Hello Beautiful Friends,
I am back today with a little rant about what's been going on in my life and what is next for me, The Pretty Pauper. I know I do indeed have some loyal readers out there who love what I post and the content I provide, so I feel like I owe it to these guys.
The last month or so has been incredibly difficult and trying to deal has proved to be next to impossible. Let me explain...
My Mom has been dealing with cancer on and off in her life for around 15 years. She has had breast cancer 3 times. The last time (3 years ago) she was diagnosed it went into her bones and has been fighting it ever since. For the last 3 years all her reports have come back as great, no spreading, no nothing. However, last month she had a CT scan done and it came back with devastating news. The cancer has spread into her ovaries and he kidneys. She now faces chemo for the first time in her history with cancer, with little to no hope for remission. My Mom is 63 years old and in my opinion, far too young to go. We try so hard to stay brave but sometime we fall too hard to pick ourselves up and we must wait until we heal to rise again. I think the most difficult part for me to accept is life without her, what my life will be like without her. She is my rock, my support, my crutch, my leader and most importantly, my Mom. What will my life be like without her. I do not want to talk about where she will end up, because I already know.
With all of this going on in my life, I also have been facing bouts of anxiety. You know the drill, flutters, jitters, sweats, clammy palms, no sleep...I think you got it. Stress is a huge problem for me because I can't function properly while dealing with it.
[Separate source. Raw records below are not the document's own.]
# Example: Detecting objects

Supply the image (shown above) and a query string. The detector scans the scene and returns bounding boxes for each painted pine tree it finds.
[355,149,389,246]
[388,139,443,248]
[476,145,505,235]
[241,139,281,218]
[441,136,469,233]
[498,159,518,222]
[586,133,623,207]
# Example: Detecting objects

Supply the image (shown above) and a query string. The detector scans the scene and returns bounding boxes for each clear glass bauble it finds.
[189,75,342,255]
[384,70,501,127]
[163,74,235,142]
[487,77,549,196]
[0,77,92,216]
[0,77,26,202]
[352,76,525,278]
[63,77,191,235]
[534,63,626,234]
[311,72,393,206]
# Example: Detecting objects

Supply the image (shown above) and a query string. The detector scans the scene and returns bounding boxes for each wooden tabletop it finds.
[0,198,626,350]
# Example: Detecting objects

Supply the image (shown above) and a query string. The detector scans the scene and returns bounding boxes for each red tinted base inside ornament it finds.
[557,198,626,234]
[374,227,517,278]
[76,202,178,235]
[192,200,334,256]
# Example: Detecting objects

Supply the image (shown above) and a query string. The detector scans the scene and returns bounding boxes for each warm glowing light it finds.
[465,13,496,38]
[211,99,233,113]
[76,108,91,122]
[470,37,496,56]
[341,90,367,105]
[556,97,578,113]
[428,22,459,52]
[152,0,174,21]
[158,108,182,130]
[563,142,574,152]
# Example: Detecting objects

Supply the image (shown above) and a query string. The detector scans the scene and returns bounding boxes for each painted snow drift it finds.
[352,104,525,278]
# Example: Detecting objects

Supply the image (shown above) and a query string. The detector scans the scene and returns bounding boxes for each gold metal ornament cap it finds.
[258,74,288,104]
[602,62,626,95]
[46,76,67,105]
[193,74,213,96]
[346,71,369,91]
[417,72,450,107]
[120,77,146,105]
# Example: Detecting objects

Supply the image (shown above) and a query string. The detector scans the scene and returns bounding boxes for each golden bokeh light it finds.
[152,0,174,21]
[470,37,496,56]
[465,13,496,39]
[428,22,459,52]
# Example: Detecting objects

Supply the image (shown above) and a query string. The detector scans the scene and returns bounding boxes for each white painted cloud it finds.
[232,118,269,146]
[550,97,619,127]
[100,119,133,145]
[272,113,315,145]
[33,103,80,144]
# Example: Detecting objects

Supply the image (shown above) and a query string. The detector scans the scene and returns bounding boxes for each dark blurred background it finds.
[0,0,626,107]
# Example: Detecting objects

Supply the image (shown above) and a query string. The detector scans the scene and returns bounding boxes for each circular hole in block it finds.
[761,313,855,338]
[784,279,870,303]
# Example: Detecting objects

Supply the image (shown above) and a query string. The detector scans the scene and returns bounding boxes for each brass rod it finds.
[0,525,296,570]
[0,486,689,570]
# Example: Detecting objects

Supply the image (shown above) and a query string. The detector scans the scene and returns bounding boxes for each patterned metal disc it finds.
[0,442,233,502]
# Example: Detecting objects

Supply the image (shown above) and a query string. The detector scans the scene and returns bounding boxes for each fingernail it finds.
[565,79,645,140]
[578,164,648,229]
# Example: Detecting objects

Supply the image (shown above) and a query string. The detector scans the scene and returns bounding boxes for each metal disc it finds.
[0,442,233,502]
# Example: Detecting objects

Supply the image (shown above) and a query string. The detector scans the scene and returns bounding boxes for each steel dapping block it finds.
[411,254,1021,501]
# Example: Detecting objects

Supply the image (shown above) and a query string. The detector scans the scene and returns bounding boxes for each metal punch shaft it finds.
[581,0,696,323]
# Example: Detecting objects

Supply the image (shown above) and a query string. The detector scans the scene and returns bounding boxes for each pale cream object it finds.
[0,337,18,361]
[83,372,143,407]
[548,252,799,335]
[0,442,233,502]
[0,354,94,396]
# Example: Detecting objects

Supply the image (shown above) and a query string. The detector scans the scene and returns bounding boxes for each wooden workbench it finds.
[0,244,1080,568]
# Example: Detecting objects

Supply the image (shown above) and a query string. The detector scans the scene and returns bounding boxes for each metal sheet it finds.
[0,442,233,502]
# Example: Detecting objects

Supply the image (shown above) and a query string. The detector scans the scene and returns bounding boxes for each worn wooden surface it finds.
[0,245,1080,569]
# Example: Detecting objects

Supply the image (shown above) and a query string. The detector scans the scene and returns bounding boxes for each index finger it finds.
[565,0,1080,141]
My life becomes a miserable hell when I have anxiety and all I want to do it get into the fetal position, preferable in my bed. I know I should probably see a doctor but I prefer to stay away from persciption drugs. For now, I will stick to my bubble baths and hot chocolates to help me wind down.
I'm really unsure of what tomorrow will bring or even what 10 years from now will bring, but I do know that whatever happens I have people who love me and support my every move. Thank you!
So, what now? Well, I'm here, and I'm not going anywhere anytime soon. But please bear with me as I deal with life. Also, I am no longer a 'Beauty Blogger', rather I will now be a 'Lifestyle Blogger'. My main focus will be makeup but it will not be limited to merely makeup, if that makes sense.
So, thank you for reading and being amazing!